Another friendly fisherman from Littleton directed me to a wonderful spot on the Gale where I found a succession of pools and chutes. I started with a bead head, light brown wooly bugger.
No interested parties. I moved down river, repeatedly delighted by the ledge walls and deep basins. This section is almost like a miniature gorge.
Here we go. A decisive strike form a small brook trout on the bead head wooly bugger. He took the fly just on the above the ledge drop that cascades into the next pool. I caught seven of these; three on the wooly bugger and four on a black ghost. There were no signs of bigger fish, even in the deepest pools.
The most lively section this morning…
Cloudy and raining for most of the morning, but the sun did peek through briefly…
My guess… if there are bigger fish around, this would be a good home for them. The river emerges from the ledge just below this bottom section. This is the deepest spot and offers some still water on the tail of the pool. I tried a couple of weighted wooly buggers and a minnow streamer here to no avail.
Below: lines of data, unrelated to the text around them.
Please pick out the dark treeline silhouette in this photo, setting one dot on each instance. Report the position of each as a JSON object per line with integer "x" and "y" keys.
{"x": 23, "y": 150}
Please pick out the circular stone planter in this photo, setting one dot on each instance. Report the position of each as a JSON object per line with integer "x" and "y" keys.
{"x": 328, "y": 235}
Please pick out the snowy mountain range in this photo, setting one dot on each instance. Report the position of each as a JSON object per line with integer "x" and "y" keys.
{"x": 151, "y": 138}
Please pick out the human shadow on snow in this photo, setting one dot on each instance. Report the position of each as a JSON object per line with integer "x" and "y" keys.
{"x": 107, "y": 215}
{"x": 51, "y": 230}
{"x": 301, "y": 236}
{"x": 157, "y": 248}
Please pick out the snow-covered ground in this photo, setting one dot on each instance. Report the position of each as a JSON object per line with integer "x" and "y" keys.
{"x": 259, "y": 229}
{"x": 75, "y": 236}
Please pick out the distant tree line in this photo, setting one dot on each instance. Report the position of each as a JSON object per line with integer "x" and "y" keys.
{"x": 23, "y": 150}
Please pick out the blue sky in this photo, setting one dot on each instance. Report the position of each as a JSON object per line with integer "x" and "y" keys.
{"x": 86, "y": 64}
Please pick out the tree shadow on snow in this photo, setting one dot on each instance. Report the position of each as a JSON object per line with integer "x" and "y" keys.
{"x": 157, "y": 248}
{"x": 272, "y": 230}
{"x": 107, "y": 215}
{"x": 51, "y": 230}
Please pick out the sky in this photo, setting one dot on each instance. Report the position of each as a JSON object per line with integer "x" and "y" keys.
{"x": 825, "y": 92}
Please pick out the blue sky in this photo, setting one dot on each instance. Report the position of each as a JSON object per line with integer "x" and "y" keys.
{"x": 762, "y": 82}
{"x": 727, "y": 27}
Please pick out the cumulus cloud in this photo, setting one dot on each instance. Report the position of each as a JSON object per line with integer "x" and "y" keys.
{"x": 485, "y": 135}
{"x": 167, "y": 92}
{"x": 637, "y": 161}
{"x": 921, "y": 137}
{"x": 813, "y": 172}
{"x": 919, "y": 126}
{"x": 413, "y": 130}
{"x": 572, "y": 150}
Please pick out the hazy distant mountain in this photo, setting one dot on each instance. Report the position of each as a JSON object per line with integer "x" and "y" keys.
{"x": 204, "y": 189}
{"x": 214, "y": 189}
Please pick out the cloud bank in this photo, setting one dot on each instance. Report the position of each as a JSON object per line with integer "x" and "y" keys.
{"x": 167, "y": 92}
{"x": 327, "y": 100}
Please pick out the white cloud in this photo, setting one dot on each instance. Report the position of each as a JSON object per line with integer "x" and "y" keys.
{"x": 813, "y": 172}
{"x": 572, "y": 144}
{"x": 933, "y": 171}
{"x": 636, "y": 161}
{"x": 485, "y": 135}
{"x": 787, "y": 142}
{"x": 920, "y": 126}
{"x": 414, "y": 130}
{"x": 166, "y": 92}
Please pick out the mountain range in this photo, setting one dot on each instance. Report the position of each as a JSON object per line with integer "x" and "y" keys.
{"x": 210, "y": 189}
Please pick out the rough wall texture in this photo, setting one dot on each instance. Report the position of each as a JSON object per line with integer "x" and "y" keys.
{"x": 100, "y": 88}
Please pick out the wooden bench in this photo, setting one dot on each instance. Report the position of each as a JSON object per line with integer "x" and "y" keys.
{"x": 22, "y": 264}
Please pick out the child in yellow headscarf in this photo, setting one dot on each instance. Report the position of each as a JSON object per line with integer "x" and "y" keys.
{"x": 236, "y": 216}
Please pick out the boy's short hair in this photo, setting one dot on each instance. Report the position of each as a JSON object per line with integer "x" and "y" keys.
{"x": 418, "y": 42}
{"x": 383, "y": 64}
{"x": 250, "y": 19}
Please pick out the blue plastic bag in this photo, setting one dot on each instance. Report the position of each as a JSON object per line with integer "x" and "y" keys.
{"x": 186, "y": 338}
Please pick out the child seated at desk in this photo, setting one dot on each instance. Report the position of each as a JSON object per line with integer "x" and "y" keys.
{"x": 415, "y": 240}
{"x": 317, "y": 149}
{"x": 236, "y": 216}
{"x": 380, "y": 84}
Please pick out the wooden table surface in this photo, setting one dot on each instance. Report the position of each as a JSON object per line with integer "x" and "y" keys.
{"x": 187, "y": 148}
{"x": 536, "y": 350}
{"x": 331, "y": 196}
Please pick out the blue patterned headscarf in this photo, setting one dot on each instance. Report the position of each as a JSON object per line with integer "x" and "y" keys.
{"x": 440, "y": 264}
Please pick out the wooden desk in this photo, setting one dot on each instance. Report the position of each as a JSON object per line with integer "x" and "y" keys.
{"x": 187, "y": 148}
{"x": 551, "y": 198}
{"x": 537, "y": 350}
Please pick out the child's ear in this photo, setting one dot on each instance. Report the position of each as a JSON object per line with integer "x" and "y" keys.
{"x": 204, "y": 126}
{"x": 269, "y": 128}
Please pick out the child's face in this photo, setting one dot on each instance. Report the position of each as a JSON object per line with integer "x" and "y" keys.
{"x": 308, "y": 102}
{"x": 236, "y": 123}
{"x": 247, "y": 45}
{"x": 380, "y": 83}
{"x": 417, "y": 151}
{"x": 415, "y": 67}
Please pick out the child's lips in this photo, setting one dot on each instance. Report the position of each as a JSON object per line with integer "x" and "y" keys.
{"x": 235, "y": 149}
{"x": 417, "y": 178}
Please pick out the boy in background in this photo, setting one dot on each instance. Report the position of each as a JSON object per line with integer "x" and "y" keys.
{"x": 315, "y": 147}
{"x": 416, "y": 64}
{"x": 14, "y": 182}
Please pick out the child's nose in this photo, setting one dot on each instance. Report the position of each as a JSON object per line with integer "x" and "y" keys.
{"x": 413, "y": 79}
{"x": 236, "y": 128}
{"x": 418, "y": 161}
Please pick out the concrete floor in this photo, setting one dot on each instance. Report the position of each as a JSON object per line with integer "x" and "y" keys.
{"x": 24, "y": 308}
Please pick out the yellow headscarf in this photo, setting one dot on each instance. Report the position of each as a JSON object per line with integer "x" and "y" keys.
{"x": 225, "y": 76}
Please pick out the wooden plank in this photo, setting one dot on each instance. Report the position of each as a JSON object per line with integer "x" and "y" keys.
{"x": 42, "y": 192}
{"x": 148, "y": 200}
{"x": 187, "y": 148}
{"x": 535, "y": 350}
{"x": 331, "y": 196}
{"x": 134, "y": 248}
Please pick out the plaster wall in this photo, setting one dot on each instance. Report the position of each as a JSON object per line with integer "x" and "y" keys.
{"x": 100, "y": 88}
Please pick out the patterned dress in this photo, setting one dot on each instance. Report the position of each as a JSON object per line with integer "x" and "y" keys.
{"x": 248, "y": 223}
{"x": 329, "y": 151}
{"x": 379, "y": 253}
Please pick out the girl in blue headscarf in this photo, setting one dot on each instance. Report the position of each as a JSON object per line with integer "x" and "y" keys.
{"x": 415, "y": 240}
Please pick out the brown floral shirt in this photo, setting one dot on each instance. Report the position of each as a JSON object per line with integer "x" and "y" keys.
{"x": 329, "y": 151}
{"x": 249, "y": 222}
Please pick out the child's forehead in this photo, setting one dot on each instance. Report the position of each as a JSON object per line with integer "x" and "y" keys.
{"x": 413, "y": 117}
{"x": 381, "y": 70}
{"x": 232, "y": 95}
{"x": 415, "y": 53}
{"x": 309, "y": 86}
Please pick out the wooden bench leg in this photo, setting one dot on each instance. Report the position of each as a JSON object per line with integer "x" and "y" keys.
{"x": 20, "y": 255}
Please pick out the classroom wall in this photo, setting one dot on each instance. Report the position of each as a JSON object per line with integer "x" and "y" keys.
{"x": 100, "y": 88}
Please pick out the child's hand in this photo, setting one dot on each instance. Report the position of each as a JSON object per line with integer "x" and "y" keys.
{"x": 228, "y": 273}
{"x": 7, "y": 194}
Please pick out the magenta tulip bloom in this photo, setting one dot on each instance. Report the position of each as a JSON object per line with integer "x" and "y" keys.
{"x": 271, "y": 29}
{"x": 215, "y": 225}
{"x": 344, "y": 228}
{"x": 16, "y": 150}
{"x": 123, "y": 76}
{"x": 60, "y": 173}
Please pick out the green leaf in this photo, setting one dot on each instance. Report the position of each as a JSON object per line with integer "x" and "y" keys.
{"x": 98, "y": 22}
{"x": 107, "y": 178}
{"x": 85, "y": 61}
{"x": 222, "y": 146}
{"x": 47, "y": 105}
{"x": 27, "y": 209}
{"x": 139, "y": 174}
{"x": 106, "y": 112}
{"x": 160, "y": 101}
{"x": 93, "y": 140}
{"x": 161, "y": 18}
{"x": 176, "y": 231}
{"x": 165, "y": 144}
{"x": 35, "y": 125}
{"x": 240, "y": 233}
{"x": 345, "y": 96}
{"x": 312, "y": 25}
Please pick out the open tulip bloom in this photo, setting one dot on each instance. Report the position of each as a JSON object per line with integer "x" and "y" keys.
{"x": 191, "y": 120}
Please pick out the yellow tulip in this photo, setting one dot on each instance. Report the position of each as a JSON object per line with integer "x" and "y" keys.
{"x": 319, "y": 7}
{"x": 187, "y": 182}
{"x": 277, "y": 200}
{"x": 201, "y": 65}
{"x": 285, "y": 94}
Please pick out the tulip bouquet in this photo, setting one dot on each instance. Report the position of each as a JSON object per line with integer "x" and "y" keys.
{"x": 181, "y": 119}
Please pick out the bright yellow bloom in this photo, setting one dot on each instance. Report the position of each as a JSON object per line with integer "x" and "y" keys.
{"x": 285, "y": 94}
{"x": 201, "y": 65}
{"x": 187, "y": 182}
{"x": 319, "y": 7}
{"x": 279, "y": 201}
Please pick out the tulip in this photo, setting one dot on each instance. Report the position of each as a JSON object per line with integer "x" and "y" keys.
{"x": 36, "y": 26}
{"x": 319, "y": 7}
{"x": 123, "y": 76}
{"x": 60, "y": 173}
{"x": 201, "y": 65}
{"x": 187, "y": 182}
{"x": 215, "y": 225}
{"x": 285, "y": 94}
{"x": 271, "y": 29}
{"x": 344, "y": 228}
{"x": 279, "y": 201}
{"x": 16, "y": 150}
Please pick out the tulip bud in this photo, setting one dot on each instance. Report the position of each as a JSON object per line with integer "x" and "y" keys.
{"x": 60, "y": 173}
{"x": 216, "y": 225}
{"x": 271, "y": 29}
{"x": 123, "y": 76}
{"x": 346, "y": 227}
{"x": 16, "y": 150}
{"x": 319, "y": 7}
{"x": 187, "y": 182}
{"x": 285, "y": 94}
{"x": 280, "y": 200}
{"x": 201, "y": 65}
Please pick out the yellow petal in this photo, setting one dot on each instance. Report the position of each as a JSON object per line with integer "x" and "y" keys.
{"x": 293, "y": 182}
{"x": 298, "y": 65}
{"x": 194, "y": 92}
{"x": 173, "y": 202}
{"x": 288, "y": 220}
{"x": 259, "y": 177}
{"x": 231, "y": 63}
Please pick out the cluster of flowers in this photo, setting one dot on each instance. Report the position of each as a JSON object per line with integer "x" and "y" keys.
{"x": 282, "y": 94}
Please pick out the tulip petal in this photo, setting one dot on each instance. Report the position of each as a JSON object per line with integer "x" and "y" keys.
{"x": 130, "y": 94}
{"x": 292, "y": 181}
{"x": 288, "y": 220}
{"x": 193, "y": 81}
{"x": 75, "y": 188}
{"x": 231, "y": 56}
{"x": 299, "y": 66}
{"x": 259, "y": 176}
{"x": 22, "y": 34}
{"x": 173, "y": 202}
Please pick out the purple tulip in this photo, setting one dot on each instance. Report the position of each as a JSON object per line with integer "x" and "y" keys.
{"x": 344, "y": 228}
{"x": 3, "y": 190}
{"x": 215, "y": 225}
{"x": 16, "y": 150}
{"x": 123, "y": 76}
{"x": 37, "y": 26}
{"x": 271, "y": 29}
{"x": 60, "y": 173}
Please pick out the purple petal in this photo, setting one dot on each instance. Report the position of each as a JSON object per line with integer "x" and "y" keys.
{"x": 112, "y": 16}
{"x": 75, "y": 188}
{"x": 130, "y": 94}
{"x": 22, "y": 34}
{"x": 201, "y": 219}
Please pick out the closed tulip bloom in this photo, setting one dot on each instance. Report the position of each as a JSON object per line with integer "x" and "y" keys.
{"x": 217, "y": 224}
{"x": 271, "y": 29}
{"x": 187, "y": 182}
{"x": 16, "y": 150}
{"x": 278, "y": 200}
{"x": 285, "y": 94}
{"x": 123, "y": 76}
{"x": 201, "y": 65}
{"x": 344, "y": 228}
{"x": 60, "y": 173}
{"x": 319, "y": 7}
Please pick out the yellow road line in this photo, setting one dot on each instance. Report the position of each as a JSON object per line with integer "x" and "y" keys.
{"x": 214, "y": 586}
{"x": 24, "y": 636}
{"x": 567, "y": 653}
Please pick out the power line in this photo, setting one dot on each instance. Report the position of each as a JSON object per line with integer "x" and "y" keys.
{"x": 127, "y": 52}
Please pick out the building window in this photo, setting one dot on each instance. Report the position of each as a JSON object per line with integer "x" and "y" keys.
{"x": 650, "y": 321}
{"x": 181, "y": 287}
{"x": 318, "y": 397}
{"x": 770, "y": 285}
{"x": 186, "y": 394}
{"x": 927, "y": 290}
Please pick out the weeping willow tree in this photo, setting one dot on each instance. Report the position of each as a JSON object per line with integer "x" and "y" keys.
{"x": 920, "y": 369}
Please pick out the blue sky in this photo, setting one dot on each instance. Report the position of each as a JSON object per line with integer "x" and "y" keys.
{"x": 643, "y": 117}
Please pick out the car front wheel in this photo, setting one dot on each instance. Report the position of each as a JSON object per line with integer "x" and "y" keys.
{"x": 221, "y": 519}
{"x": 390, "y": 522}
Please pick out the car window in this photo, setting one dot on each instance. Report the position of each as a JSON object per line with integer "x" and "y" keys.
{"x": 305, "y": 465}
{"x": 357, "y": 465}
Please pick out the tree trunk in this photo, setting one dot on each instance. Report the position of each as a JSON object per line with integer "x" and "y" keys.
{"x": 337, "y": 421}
This is Warren, from Manchester. Another courteous fisherman I ran into at Streeter Pond today. He spent the morning trolling with streamers and a sink tip line. He caught some beautiful Rainbows that his friend will be enjoying for dinner this evening.
I caught nothing. But Warren did set me up with some of his streamers. It’s a joy to meet nice people when you are getting “skunked”. I will admit, I was a bit jealous of his stringer.
Got my first order from The Fly Stop. I was curious to see what kind of quality you get when you purchase a fly for 65 cents. Amazingly, these guys all look pretty healthy. Will they hold up after the first strike? I guess I will have to post a full review at the end of the season.
The Fly Shop: a dying breed? Not if I can help it. While it is a joy to sit in bed and peruse your favorite mail order catalogue with its slick pages full of tasty-priced fly fishing regalia, there is nothing, and I mean nothing, that can replace the a “local” fly shop. Currently, I have only two options in New Hampshire, both of them over an hour drive from my home. Recently, I stopped in at Upper Valley outfitter for the first time and was pleased to find Steve, who set me up with everything I needed to take a stab at tying my first fly (black ghost).
While we only have two dedicated fly shops (UVO and The North Country Angler), New Hampshire is fortunate to have shops that are attitude/hazing free…
I have to say, when I saw people trolling about with lines trailing I thought “not my kind of fishing”. I had a change of heart after I had a hit and miss on a dry fly from one of these holdover Rainbow Trout. I got my line out there and paddled…until I landed one a couple of weeks later. Method? Trolling in a kayak. My kind of fishing…
They’re biting: My dad called in the afternoon to say “they’re biting all over the lower pond.” I wrapped up and headed over to meet him. He hooked the first fish, a 4 inch long horned pout. A surprise to both of us. After multiple aggressive strikes on his dry fly by infant horned pout, he eventually managed to bring in the beautiful young native brook trout. I caught a 12 inch brookie just under the surface a little later in the afternoon.